McLaren Formula 1 team principal Andreas Seidl thinks it is too early for his team to challenge Mercedes and Red Bull in 2021, despite finishing third in the constructors' championship.
The Woking-based outfit pipped rival Racing Point for the best-of-the-rest slot behind the top two teams in the F1 season finale in Abu Dhabi last weekend, where Lando Norris and Ferrari-bound Carlos Sainz Jr finished fifth and sixth respectively.
It's best result since 2012, coming on the same weekend that the team announced a £185 million new investment deal with an American consortium, comes amid suggestions that McLaren could make a big step forward as it switches from Renault to Mercedes engines next season.
But Seidl is cautious about expecting too much from the team next year, as he says the team must accept the two outfits ahead of it are still a step clear.

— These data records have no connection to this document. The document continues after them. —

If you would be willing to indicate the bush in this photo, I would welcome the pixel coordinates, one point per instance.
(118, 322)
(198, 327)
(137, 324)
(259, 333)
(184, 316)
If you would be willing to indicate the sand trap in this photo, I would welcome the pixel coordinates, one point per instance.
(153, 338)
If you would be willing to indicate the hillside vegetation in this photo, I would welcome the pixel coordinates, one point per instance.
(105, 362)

"I think we need to stay realistic," he said.
"Despite the good result we have this weekend and, despite the great outcome for us in the championship side, with P3, I think we know exactly where we are.

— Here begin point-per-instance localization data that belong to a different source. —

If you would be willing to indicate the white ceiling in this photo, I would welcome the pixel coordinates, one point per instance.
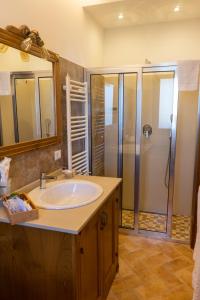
(139, 12)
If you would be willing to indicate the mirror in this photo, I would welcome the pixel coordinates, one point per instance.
(29, 99)
(26, 98)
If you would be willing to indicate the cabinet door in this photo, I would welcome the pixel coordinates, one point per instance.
(108, 242)
(89, 261)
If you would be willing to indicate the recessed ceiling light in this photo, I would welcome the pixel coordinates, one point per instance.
(177, 8)
(120, 16)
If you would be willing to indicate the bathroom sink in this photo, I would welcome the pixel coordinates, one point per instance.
(66, 194)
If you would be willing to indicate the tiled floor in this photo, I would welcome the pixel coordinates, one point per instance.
(152, 269)
(157, 222)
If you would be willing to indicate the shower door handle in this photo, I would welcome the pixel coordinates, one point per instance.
(147, 131)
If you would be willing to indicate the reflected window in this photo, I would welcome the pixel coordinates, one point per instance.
(165, 103)
(109, 91)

"There's still a huge gap to the cars in front, especially the Mercedes car."
Seidl does take huge encouragement from the progress that McLaren was able to make with its MCL35 this year, as well as the way in which it executed race weekends and dealt with an aggressive update strategy.
Norris finished on the podium in the season-opening Austrian Grand Prix, while Sainz was a close second in the topsy-turvy Italian Grand Prix having run second on merit in the early stages.
However, with McLaren openly admitting that it needs to improve its wind tunnel, simulation facilities and simulator, Seidl thinks it will take a few years before it can hope to fight for titles again.
"I think the most important thing is to first of all see that the team this year, under the leadership of [technical director] James Key, has produced a very competitive car," he explained.
"It is a step forward compared to last year.
"It was great to see also that despite all these challenges in the pandemic, the team kept pushing flat out back home in engineering and in production to continuously bring updates to the track, which in the end kept improving the performance of the car.
"And of course it's a great finish to the season, knowing that at this track, at this specific event, we had the third fastest car.
"But still, we know what the gap to Mercedes is. It is not something we will close from one year to the next year.
"We still know that we have a lot of deficits within the team in terms of organisation, in terms of infrastructure, which we need to close first.
"But again, we have a clear plan of how we want to reduce these deficits.
"It will take time. But I'm confident that if we do the right things on the team side, we can close these gaps in some years."